Artificial Intelligence, which has already had a major impact on industries such as transportation, retail, energy, and banking, is only just beginning to be applied in medicine. Its profound capabilities hold promise for enabling early detection of disease and metabolic abnormalities and hope for empowering doctors and patients.
Using AI to Invent New Medical Tests
Artificial Intelligence, which has already had a major impact on industries such as transportation, retail, energy, and banking, is only just beginning to be applied in medicine. Its profound capabilities hold promise for enabling early detection of disease and metabolic abnormalities and hope for empowering doctors and patients. The great advantage of AI is its unique ability to integrate large volumes of data and identify patterns that may be subtle or difficult for humans to recognize.

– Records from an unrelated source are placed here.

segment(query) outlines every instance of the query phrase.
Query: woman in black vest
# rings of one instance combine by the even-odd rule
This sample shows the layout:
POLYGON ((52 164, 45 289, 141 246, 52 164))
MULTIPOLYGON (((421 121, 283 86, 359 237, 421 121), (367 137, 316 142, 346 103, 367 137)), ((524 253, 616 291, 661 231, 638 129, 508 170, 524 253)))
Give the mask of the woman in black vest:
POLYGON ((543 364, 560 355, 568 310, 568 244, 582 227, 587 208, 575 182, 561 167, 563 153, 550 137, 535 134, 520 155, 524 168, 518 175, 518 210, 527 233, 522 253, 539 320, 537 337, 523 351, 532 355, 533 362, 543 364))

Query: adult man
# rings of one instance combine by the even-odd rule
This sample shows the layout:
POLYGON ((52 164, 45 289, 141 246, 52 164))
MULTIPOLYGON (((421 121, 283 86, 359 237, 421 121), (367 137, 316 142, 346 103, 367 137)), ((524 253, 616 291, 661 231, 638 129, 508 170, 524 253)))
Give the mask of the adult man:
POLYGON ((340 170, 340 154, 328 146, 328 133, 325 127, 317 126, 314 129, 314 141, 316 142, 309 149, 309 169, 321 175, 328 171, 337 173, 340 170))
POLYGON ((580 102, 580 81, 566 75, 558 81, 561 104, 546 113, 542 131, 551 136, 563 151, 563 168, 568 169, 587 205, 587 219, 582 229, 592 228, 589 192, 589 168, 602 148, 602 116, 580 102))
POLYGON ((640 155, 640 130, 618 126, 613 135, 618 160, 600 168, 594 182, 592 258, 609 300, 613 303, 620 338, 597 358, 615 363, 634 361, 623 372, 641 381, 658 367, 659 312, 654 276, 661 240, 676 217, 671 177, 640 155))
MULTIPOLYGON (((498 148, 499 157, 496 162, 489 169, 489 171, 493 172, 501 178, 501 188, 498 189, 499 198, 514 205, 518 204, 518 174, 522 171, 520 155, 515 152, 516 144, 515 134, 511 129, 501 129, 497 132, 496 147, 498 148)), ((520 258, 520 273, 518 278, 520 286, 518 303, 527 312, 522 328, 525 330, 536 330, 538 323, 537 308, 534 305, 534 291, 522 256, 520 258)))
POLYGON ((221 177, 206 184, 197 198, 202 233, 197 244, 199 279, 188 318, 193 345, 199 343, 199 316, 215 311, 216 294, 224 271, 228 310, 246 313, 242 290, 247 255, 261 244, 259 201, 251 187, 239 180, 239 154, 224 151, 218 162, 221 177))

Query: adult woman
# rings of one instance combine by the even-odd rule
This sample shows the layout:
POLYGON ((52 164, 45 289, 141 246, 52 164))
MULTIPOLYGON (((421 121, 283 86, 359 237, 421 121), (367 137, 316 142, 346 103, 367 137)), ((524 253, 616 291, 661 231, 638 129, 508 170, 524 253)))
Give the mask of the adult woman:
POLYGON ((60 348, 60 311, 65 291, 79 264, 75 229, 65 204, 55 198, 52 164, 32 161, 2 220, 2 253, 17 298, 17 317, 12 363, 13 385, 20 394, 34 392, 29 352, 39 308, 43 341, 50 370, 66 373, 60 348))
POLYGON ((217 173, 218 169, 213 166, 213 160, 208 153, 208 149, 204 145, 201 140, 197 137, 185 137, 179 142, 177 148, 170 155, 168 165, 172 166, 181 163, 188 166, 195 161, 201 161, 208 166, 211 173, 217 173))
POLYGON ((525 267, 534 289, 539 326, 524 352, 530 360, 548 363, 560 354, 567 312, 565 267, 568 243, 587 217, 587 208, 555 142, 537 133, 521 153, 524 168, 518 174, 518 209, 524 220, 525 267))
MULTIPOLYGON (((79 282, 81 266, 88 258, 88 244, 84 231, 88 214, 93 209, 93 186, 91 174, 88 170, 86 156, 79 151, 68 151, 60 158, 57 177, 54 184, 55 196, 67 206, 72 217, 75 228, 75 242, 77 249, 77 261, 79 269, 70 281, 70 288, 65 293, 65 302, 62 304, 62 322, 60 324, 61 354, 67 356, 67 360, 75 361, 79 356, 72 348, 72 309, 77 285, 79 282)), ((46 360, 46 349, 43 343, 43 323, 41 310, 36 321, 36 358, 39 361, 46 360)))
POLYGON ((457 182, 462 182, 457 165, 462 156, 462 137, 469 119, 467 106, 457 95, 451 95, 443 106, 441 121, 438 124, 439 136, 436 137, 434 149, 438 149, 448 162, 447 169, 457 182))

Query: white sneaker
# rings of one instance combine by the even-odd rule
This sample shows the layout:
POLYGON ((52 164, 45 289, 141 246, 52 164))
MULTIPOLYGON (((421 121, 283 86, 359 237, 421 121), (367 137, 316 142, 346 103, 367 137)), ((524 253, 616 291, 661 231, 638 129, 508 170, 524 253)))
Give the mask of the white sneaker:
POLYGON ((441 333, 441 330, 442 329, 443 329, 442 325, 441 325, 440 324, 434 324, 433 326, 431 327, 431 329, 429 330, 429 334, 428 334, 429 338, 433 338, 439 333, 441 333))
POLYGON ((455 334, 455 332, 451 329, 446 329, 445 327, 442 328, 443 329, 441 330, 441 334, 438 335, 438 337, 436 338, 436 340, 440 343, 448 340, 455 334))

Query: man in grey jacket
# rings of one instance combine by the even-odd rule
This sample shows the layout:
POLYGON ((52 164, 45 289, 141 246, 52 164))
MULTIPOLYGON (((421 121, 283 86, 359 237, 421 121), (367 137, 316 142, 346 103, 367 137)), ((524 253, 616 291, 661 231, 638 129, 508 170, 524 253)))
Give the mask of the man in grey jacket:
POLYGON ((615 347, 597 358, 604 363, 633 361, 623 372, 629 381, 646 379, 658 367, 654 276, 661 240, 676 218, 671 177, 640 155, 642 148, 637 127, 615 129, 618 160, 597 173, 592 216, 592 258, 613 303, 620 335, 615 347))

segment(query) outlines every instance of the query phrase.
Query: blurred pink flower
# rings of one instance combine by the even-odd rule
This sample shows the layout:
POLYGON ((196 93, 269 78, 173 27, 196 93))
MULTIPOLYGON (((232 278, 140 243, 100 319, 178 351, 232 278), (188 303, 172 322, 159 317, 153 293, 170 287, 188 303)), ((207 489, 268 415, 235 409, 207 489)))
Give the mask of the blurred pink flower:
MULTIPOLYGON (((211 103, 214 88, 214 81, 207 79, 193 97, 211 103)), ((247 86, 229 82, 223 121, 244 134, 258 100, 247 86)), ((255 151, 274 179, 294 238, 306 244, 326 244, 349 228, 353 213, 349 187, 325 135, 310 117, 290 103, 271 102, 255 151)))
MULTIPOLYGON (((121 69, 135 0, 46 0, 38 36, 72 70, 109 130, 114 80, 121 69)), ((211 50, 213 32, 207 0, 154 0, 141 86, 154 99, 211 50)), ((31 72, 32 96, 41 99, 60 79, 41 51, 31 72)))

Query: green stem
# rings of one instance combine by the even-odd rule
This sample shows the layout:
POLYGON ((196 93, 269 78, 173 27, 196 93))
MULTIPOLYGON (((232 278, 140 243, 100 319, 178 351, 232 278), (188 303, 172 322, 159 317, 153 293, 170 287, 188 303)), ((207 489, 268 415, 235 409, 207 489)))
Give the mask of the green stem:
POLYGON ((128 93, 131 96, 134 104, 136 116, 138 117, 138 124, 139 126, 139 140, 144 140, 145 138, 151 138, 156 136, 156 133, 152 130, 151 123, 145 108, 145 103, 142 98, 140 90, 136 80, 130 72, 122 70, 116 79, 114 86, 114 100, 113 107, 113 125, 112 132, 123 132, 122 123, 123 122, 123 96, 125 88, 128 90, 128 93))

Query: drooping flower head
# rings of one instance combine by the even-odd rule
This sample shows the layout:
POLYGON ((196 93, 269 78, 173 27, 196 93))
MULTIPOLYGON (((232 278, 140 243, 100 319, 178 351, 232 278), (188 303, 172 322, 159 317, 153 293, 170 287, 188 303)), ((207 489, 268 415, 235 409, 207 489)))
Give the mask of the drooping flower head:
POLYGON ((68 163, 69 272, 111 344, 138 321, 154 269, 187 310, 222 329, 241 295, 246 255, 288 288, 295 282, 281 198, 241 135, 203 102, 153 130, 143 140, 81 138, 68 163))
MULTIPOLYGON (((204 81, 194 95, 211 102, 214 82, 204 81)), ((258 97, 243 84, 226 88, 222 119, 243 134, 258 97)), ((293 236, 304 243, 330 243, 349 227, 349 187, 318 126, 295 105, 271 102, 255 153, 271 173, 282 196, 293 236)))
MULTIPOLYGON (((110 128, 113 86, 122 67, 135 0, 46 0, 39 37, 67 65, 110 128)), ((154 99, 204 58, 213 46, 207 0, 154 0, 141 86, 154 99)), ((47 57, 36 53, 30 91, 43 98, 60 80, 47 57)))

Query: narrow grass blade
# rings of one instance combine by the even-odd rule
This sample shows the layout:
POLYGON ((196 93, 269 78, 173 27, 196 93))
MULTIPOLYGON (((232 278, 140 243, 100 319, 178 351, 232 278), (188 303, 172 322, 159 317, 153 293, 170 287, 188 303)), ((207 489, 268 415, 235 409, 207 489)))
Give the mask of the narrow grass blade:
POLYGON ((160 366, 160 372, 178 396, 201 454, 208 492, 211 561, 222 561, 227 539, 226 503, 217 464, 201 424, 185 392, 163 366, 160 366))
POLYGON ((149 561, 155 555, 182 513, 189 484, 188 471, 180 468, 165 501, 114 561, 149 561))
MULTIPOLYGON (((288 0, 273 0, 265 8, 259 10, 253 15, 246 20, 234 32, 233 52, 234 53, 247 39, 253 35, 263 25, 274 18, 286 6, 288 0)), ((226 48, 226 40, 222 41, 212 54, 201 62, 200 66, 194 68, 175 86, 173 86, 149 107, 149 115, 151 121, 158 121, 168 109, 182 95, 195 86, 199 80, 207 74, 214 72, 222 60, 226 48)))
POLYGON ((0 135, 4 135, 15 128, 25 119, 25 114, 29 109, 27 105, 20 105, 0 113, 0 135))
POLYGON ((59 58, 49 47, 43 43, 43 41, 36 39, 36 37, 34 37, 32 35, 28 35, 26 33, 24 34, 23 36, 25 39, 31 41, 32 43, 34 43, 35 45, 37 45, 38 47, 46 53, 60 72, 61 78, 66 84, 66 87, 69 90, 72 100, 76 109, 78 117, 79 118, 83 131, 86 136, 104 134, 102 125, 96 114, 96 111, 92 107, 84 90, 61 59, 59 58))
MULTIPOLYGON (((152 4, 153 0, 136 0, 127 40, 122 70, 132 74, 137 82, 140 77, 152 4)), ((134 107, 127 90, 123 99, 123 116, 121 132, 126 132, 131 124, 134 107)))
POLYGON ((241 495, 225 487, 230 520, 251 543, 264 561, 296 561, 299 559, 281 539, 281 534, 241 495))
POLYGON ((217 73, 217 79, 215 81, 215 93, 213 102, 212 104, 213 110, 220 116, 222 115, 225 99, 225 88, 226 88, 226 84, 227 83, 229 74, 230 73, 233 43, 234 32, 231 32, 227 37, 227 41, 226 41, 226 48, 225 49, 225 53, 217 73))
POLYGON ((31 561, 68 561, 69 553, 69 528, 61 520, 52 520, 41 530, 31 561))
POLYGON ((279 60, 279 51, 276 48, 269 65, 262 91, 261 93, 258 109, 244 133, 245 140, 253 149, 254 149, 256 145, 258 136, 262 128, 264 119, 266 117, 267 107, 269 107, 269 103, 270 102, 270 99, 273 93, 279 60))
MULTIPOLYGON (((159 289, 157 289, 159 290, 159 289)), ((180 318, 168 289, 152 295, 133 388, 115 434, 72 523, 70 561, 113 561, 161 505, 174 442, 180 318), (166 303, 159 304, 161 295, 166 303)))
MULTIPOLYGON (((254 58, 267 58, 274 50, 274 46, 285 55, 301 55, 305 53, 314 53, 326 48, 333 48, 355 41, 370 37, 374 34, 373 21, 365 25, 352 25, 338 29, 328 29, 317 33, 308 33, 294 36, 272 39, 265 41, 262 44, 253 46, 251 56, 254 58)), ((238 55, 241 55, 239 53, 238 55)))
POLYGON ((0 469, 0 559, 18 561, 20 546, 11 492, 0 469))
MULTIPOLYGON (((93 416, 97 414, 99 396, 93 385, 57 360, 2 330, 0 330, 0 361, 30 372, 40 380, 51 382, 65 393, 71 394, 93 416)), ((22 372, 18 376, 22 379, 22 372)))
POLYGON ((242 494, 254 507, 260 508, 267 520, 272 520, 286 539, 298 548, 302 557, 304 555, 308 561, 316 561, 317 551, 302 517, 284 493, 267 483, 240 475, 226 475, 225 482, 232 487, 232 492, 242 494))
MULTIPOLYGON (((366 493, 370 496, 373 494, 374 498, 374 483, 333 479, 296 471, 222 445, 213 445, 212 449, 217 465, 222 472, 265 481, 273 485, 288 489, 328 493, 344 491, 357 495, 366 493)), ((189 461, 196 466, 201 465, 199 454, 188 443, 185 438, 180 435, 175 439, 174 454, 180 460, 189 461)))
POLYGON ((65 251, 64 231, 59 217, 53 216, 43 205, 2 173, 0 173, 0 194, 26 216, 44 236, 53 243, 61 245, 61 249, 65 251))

These subtle patterns have a huge potential to alert clinicians to important physiologic changes that need to be addressed. That is why the Mayo Clinic turned to the power of AI to invent a new way of detecting fluctuations of blood potassium levels that patients could easily perform at home without drawing blood. It is now preparing to submit the technology to the U.S. Food and Drug Administration for approval. This initiative to create a “bloodless blood test” offers insights into the process of creating AI-driven solutions that directly address an unmet patient or clinician need — insights that hopefully others interested in harnessing the power of AI in health care will find useful.